THOMAS HEPBURN (1796 - 1864)

Hepburn appears on miners' banners alongside A.J. Cook and Arthur Scargill. The rapid growth of the Northumberland and Durham coalfields in the eighteenth century provided an arena for open trade unionism, but Hepburn's Union was the first true organisation among the miners. Hepburn, whose father had been killed in a pit accident, started work at Urpeth colliery in 1804. In 1831, we find him unable to form a union and the entire work force of the coalfield coming out on strike from March to August 1832. Hepburn held the men together through a lock-out lasting over two months. The union meetings were held in the Cock public house in Newcastle.
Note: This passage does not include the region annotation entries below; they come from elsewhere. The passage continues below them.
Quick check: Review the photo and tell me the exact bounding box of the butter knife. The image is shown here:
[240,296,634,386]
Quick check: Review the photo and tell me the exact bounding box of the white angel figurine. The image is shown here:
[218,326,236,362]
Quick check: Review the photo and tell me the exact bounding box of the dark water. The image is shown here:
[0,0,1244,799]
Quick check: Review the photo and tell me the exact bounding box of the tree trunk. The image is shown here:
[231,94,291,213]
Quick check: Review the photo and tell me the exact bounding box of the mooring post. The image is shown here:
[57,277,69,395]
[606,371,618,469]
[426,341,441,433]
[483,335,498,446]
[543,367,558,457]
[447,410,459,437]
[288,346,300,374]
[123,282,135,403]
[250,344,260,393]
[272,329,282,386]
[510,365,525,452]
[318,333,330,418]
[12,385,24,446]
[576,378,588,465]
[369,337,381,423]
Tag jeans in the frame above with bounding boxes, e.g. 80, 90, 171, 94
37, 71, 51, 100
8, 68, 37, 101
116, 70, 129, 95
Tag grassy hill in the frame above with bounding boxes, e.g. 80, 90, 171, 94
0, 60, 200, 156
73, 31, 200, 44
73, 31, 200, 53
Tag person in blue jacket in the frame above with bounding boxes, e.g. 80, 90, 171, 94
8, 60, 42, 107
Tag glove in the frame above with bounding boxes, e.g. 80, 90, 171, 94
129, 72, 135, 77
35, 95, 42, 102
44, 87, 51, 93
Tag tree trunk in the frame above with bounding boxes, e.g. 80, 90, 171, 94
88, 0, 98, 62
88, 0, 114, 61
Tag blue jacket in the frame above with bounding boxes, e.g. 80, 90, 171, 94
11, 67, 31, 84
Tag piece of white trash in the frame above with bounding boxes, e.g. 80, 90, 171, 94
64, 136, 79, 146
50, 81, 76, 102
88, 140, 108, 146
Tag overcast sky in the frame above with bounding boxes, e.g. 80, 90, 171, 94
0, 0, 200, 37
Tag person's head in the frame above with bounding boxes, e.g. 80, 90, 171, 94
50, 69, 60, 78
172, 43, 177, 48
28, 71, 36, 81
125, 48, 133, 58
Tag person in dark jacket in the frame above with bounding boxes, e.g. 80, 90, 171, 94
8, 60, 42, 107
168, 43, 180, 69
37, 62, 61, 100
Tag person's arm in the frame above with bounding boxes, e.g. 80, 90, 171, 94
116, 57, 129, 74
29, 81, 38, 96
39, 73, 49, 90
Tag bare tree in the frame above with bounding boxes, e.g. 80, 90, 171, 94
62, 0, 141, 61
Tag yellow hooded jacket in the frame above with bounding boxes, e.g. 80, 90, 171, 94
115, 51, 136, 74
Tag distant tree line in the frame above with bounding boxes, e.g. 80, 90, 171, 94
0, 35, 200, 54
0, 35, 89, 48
On 12 March, an immense number of pitmen gathered on the Black Fell near Ayton Banks in order to adopt resolutions and concert measures to raise wage levels. Another large meeting was held on the Town Moor in Newcastle on 21 March. Lord Londonderry was in a difficult position and represented a weak link in the owner opposition, and despite John Buddle's steadfast resistance, Hepburn secured a number of concessions, including a reduction in boys' working hours from fourteen to twelve. 'The Pitmen's Union' battle hymn of the Hepburn Union of 1830-32 ran:
Long, long, may Hepburn live;
Long may our union last.
Hepburn became a paid organiser for a time, but the union collapsed in the face of a determined counter-attack by the employers in 1832, who introduced non-union labour to replace the strikers and army units to enforce evictions. There was sporadic violence and in July 1832, Cuthbert Skipsey, father of Joseph Skipsey the poet, was shot dead by a policeman in a repulsed attack on Chirton High pit. The policeman received a six-moth sentence. In 11 June came the murder of 72-year-old Nicholas Fairless near Jarrow by two pitmen, of whom one, William Jobling was quickly tried and executed. The obsolete punishment of gibbeting was revived to turn Jobling's body into a terrifying symbol at Jarrow Slake. Sid Chaplin's powerful words convey the horror:
'Lifted up to be degraded, turned into a "white negro" covered from head to toe in pitch, strangely and fearfully encased in iron, he is transformed into a figure of almost archetypal power. A nonentity in life, he blossomed terribly in death.'
Hepburn held a mass meeting on Boldon Fell while the ritual of gibbeting was being enacted, and few were present at the Slake. Later on, Jobling's body was stolen and presumably given decent burial. The cholera had also arrived and the union was effectively finished. Both sides learned much from the episode, but Hepburn himself was forced into near destitution. Eventually a coal-owner offered him a job at Felling on condition that he never again joined a trade union. He accepted and worked there until he retired in 1859. Richard Fynes, the coalfield historian, described Hepburn as follows:
'Hepburn was not only a great leader among the miners, but his sympathies extended to the broad platform of politics. He was a man with a strong constitution, an intelligent mind, active and ever ready to lend a hand to any movement that had for its object the elevation of the people... He was one of the most active men in the Chartist agitation (q.v.). Fergus O'Connor, speaking of him, said: 'He is a noble specimen of human nature, and the people of the North of England have a right to be proud of him...' When the Miners Union was broken up, he spent a number of the remaining years of his laborious and useful life in agitating for parliamentary reform, and in educating the young ones with whom he came in contact.' Thomas Hepburn is buried in Heworth churchyard.